Sandra Plantiveau

Née en 1983 à Nantes
Vit et travaille à Bruxelles



(...) Medium de prédilection de l’artiste, le dessin, entendu sous toutes ses acceptions formelles, apparaît ici comme une matière vivante, en devenir, entre document et œuvre, recherche et résultat. Ce statut intermédiaire reflète l’importance du processus, et a fortiori du temps, dans le travail de Sandra Plantiveau, ce que vient appuyer l’utilisation d’une pointe 0,01. Ce temps est d’abord celui de l’observation du réel, reporté dans l’espace mental de l’artiste, puis dans ce qui constitue ici son extension matérielle: l’espace physique de la feuille de papier et, plus vastement, l’espace de monstration.
Maintenant une tension constante entre apparition et disparition, réel et imaginaire, figuration et abstraction, les œuvres de Sandra Plantiveau constituent autant de traces de lieux dont elle s’attache à prélever, puis à restituer, le tracé sinon l’écriture.

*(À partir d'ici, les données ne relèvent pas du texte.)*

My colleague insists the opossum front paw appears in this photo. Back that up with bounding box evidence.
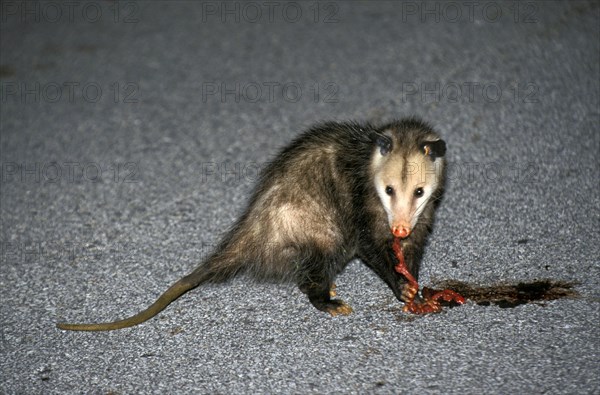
[325,300,353,317]
[401,288,466,314]
[399,281,441,314]
[400,282,419,303]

Isolés de leur contexte d’origine, les paysages, architectures et autres objets dont elle donne à voir les empreintes révèlent en même temps qu’ils cachent, disent en même temps qu’ils taisent, au sein d’une scénographie préférant le vide et le silence – et leurs possibles «remplissages» – à l’encombrement et au bavardage.

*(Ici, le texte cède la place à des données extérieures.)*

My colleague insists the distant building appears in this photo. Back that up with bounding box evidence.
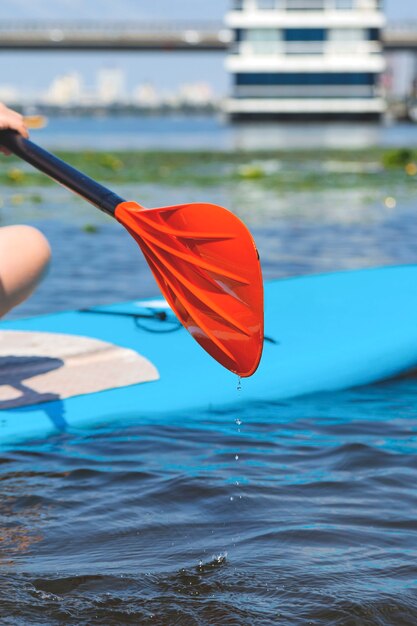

L’enregistrement – visuel, photographique et sonore – se trouve être la base même du travail de Sandra Plantiveau qui, en imprimant sa mémoire d’images-souvenirs, en cadrant à l’aveugle dans l’obscurité ou en captant le silence nocturne du lieu d’exposition qui en accueillera par la suite la ligne graphique sur un rouleau de papier, se livre à une représentation en creux du réel. Une expérience sensible, et sensorielle, qui intègre l’irruption aléatoire – de la lumière, du bruit, de l’oubli…

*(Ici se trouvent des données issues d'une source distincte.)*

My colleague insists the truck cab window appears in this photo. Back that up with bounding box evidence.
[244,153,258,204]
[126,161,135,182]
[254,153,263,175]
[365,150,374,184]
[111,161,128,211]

À l’instar de la nature et de la pensée, qu’il tend ici à incarner, le dessin constitue une matière vivante, évolutive. Processus naturel – formation, sédimentation, érosion – et processus intellectuel – réflexion, mémoire, oubli – sont ainsi placés sur un même plan. La perception – du réel et de sa représentation – dont font respectivement l’expérience dans un tel contexte de création, l’artiste, puis le «spectateur», met en exergue l’attribut et exercice essentiel qu’incarne le regard, à la fois comme outil d’observation et d’interprétation. Il est un filtre, à travers le passage duquel s’opère une inéluctable transformation, plus ou moins prévisible, entre ce qui est montré et ce qui est vu, ce qui est écrit et ce qui est lu. Le regard, qui brille ici de son invisible présence, réinscrit au cœur de l’œuvre de Sandra Plantiveau ce dont elle fait volontairement l’omission : l’homme et sa raison.

Anne-Lou Vicente, commissaire d'exposition, critique d'art
et cofondatrice de la revue d’art contemporain sur le son Volume

Texte extrait du catalogue d'exposition Première , Abbaye St- Andrée, CAC Meymac , 2009.